I'm sad though that you didn't call it the "Baez crackpot index"...
But also note that naming an algorithm, in and of itself, is fine; it's naming it after yoursel(f,ves) in the initial paper that's a sign of crackpottery.
* Named by: Probably fine but heavily weighted on the grandiosity of the title.
* Named after: Almost certainly fine (unless it's something like "X's Absolute Drivel Faced Garbage That Never Works Because X Kidnapped My Dog And Is A Moral Degenerate Algorithm", obvs.)
* Named by yoursel(f,ves) after yoursel(f,ves): In the initial paper? Heavy likelihood of crackpottery. Years later? Egotistical but strong likelihood of being a useful algorithm.
From another view, Adelson-Velsky and Landis called their tree algorithm "an algorithm for the organization of information" (or, rather, they did so in Russian --- that's the English translation). RSA was called "a method" by Rivest, Shamir, and Adleman. Methods/algorithms/numbers/theorems/etc. generally are not given overly specific names in research papers, in part for practical reasons: researchers will develop many algorithms or theorems, but a very small proportion of these are actually relevant or interesting. Naming all of them would be a waste of time, so the names tend to be attached well after publication.
To name something after oneself requires a degree of hubris that is looked down upon in the general academic community; the reason for this is that there is at least a facade (if not an actual belief) that one's involvement in the sciences should be for the pursuit of truth, not for the pursuit of fame. Naming something after yourself is, intrinsically, an action taken in the seeking of fame.
Shor's algorithm is part of BQP. Is the JVC algorithm part of BQP, even though it utilizes classical components? I think so.
I believe that the precomputational step is the leading factor in the algorithm's time complexity, so it isn't technically a lower complexity than Shor's. If I had to speculate, there will be another class in quantum computational complexity theory that accommodates precomputation utilizing classical computing.
I welcome the work, and after a quick scroll through the original paper, I think there is a great amount of additional research that could be done in this computational complexity class.
The JVG algorithm is not a high quality example of this or really anything else.
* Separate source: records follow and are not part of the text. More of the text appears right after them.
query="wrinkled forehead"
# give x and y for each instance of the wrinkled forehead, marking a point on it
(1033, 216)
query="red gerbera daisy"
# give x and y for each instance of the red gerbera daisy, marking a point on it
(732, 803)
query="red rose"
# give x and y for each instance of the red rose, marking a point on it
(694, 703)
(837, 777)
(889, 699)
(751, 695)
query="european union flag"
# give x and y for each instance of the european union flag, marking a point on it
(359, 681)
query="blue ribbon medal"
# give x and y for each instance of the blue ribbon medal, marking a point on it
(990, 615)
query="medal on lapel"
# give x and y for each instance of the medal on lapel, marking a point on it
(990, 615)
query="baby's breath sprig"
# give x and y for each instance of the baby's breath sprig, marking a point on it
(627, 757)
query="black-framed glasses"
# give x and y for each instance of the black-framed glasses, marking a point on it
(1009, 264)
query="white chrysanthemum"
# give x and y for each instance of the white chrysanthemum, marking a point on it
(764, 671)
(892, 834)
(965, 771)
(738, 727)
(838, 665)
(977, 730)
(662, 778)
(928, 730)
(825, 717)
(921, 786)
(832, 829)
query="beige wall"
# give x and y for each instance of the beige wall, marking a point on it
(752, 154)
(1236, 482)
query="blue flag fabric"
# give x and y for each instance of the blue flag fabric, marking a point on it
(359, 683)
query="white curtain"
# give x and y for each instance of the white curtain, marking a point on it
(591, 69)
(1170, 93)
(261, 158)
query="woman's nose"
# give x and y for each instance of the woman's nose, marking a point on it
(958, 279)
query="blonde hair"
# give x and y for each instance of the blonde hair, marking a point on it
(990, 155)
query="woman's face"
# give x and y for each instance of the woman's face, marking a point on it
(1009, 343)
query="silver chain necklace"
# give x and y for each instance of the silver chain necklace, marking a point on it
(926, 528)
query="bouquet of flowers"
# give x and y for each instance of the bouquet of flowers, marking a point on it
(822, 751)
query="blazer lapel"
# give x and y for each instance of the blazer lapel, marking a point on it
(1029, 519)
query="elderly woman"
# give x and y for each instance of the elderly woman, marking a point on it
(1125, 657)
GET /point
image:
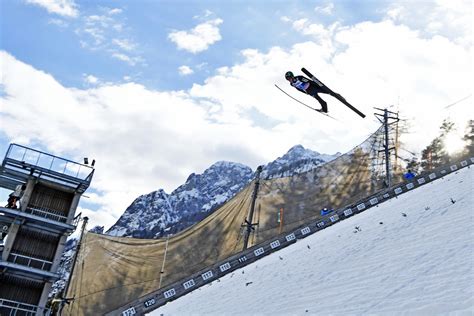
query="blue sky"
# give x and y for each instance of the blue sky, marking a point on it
(156, 90)
(61, 45)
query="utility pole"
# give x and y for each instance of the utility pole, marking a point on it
(248, 221)
(386, 117)
(64, 299)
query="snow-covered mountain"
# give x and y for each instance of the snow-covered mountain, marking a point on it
(151, 214)
(297, 160)
(158, 213)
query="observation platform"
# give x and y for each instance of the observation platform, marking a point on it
(20, 163)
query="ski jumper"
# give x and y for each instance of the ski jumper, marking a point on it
(308, 86)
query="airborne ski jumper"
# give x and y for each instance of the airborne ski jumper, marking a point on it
(313, 86)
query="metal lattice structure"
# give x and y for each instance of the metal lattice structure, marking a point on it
(37, 229)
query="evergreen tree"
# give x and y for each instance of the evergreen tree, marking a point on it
(469, 138)
(413, 165)
(435, 155)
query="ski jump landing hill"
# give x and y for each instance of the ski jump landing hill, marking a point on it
(412, 255)
(126, 276)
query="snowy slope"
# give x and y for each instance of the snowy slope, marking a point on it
(418, 264)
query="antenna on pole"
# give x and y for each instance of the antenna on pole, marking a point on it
(248, 221)
(387, 118)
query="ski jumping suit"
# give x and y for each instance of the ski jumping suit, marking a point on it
(308, 86)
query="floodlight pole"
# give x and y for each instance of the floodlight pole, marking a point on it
(386, 149)
(248, 221)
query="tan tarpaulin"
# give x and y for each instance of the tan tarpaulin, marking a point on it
(112, 271)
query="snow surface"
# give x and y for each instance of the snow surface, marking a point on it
(418, 264)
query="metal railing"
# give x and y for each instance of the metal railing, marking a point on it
(50, 162)
(14, 308)
(46, 213)
(30, 261)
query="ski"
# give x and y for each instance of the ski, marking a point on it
(332, 93)
(310, 107)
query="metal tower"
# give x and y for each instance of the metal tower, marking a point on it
(36, 231)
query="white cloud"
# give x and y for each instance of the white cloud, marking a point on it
(66, 8)
(450, 18)
(106, 33)
(90, 79)
(132, 61)
(142, 139)
(185, 70)
(124, 44)
(326, 9)
(115, 11)
(58, 22)
(199, 38)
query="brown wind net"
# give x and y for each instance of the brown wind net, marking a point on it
(111, 271)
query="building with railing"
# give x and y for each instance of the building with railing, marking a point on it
(36, 229)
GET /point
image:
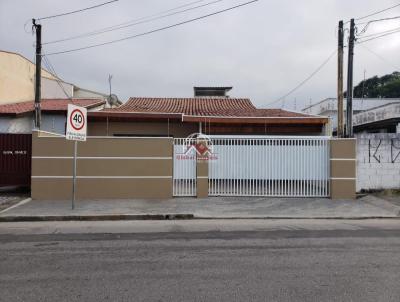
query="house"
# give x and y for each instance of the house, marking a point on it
(216, 115)
(328, 107)
(18, 117)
If you think of it as “classical advice”, then it fails, because the advice depends on the input and not just the size of the input. If you think of it as precomputation, it’s useless, because the precomputation involved already fully solves the discrete log problem. And the JVG paper doesn’t even explain how to run their circuit at respectable sizes without the sheer size of the circuit making the algorithm fail.
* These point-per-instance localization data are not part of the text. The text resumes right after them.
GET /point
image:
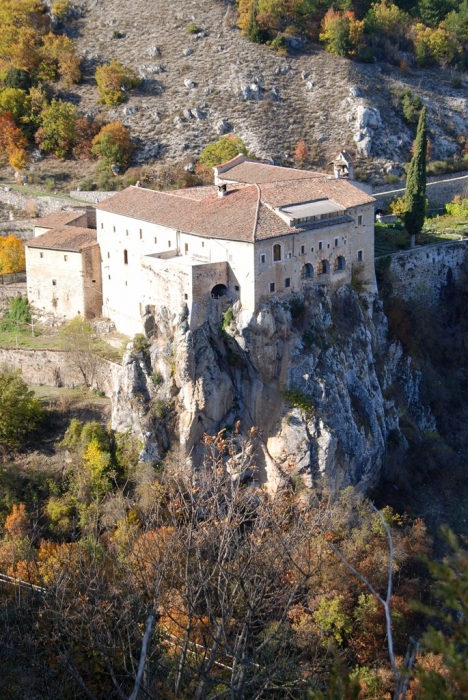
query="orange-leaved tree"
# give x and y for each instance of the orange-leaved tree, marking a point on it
(12, 258)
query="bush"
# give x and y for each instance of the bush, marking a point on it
(298, 399)
(113, 81)
(411, 105)
(223, 150)
(20, 411)
(113, 145)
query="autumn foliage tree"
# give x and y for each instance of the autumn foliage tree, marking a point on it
(12, 258)
(113, 145)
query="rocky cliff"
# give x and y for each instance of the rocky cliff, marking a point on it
(314, 373)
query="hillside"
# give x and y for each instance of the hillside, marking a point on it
(269, 100)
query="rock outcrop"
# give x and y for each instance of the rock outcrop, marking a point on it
(314, 373)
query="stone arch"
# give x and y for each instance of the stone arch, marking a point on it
(339, 264)
(323, 268)
(218, 291)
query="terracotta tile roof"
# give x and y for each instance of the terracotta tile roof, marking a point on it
(202, 212)
(251, 172)
(70, 238)
(58, 218)
(280, 194)
(231, 217)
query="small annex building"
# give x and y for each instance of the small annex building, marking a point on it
(260, 230)
(63, 266)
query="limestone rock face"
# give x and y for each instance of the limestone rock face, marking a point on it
(314, 374)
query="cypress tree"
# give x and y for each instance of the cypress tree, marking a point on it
(415, 196)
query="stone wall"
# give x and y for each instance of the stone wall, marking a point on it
(425, 270)
(439, 191)
(58, 368)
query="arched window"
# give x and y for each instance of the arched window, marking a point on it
(339, 264)
(323, 268)
(219, 290)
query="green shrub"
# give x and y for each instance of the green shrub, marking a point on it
(192, 28)
(157, 378)
(141, 343)
(17, 316)
(160, 409)
(411, 105)
(298, 399)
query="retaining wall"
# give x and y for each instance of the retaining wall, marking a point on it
(58, 368)
(426, 270)
(439, 191)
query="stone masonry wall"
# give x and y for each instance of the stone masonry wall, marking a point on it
(57, 368)
(427, 269)
(439, 191)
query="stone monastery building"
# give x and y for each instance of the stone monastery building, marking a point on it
(260, 230)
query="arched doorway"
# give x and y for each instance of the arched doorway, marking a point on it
(339, 264)
(218, 291)
(323, 267)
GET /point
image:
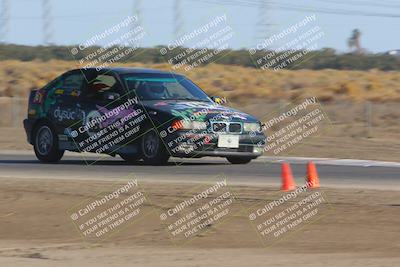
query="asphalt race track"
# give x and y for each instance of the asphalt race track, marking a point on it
(263, 171)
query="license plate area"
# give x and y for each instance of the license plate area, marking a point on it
(228, 141)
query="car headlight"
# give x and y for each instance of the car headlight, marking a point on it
(189, 125)
(251, 127)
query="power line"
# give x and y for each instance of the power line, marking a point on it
(294, 7)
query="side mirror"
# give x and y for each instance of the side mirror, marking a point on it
(218, 100)
(110, 96)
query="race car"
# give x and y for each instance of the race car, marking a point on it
(139, 114)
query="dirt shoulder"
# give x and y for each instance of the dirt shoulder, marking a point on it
(353, 228)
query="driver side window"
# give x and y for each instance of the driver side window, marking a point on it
(101, 85)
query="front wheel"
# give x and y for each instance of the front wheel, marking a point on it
(239, 160)
(45, 144)
(130, 158)
(153, 150)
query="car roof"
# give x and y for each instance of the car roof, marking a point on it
(126, 70)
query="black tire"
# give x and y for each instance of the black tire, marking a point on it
(153, 149)
(45, 143)
(239, 160)
(131, 158)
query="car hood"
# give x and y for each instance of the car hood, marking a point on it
(196, 110)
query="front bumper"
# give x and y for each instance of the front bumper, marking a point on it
(249, 146)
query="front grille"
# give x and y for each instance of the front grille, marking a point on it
(226, 127)
(219, 127)
(235, 127)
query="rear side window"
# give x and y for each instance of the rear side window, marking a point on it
(73, 81)
(67, 85)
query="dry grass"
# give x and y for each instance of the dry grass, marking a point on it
(17, 78)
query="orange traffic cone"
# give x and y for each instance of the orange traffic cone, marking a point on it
(312, 175)
(287, 178)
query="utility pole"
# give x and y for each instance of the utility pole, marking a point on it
(47, 22)
(137, 11)
(4, 20)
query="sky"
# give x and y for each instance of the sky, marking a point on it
(75, 21)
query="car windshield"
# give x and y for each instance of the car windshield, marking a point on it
(163, 87)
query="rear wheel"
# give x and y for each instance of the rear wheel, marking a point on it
(153, 150)
(239, 160)
(46, 144)
(130, 158)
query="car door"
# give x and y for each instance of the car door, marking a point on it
(62, 104)
(102, 93)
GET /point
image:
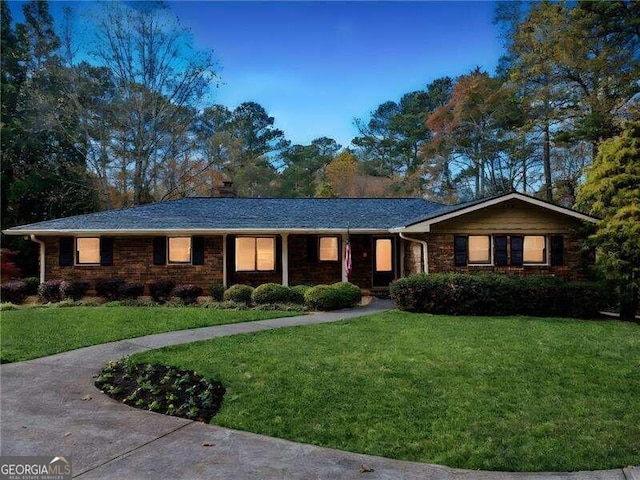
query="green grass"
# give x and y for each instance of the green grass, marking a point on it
(514, 393)
(37, 332)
It’s a bit like saying that one could optimize Stockfish to run 1000x faster by giving it an endgame table covering all 16-or-fewer-piece-positions. Sure, maybe you could, but you also already solved chess by the time you finish making that table.
[1]: https://quantumfrontiers.com/2026/01/06/has-quantum-advantage-been-achieved/
[2]: https://quantumfrontiers.com/2026/01/25/has-quantum-advantage-been-achieved-part-2-considering-the-evidence/
[3]: https://quantumfrontiers.com/2026/02/28/what-is-next-in-quantum-advantage/
[4]: https://arxiv.org/abs/2303.04792
[5]: https://arxiv.org/abs/2406.02501
It's inaccurate to say it wins on small numbers because on small numbers you would use classical computers. By the time you get to numbers that take more than a minute to factor classically, and start dreaming of quantum computers, you're well beyond the size where you could tractably do the proposed state preparation.